İklim çağında, merkez bankalarının bağımsızlığını yeniden düşünmek
Merkez bankalarının bağımsızlığı, 20. yüzyılın sonlarındaki enflasyon krizlerini çözmek için tesis edildi; gezegen ölçeğindeki istikrarsızlığı yönetmek üzere tasarlanmadı.
İklim değişikliği marjinal bir finansal risk değil, yapısal bir makroekonomik dönüşümdür. Onu yalnızca bir risk sorunu olarak ele almak, görünüşte ihtiyatı felce dönüştürüyor.
Karşılaştırmanın hükmü nettir. Fed geri durmayı seçti. ECB ve BoE temkinli risk yönetimini seçti. Doğrudan müdahaleyi seçen ise yalnızca PBoC oldu. Her biri, çağımızın belirleyici sorusuna verilen farklı bir yanıtı yansıtıyor: İklim değişikliği başkasının sorumluluğu mu, yoksa merkez bankalarının temel görevlerinden biri mi?
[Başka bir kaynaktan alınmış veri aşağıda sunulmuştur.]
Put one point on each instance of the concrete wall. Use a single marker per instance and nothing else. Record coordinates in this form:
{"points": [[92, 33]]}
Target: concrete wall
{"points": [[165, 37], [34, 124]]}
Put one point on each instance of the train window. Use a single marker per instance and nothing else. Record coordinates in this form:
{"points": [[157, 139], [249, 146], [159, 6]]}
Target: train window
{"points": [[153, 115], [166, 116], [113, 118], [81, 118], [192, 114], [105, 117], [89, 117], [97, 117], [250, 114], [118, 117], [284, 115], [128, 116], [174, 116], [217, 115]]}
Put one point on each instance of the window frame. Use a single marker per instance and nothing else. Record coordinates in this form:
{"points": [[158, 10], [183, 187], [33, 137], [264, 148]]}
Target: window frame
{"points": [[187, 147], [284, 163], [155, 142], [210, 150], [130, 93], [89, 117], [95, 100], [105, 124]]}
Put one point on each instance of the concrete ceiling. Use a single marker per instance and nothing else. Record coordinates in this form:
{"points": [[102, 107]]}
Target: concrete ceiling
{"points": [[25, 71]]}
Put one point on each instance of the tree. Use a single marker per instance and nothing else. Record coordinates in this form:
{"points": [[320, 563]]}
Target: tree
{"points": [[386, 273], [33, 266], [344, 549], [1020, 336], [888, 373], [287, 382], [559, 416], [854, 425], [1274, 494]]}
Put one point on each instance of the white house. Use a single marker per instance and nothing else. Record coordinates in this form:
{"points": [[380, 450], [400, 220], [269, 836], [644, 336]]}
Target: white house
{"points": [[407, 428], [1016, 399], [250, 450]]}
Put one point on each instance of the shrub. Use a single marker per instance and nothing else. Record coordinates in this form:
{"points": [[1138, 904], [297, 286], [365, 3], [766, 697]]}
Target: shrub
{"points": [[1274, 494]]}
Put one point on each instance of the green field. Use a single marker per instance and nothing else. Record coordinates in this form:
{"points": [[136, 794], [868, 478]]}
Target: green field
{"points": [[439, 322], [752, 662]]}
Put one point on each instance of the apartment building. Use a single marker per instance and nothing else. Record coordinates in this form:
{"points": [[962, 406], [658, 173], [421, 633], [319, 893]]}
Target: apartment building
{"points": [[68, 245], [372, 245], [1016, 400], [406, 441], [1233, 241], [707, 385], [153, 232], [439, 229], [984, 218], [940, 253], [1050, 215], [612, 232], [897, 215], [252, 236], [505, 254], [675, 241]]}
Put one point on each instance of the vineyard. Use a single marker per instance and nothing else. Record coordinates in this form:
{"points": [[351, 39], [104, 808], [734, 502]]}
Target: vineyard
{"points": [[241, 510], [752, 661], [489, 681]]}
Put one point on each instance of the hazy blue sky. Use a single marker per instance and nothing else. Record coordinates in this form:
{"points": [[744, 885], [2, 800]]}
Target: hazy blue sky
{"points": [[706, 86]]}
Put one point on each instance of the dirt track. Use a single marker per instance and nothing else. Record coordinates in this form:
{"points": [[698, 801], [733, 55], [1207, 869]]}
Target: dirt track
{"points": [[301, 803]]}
Tarih, merkez bankalarını muhtemelen iklimle ilgili söylevlerinden ziyade fiilen neyi finanse ettiklerine bakarak yargılayacak. Bu ölçüte göre, dünyanın en güçlü dört para otoritesinden yalnızca biri iklim dönüşümünü bir merkez bankacılığı meselesiymiş gibi ele alıyor. Ve tesadüf değildir ki, bu dört kurum arasında, hükümetten bağımsız olmayan tek kurum da odur.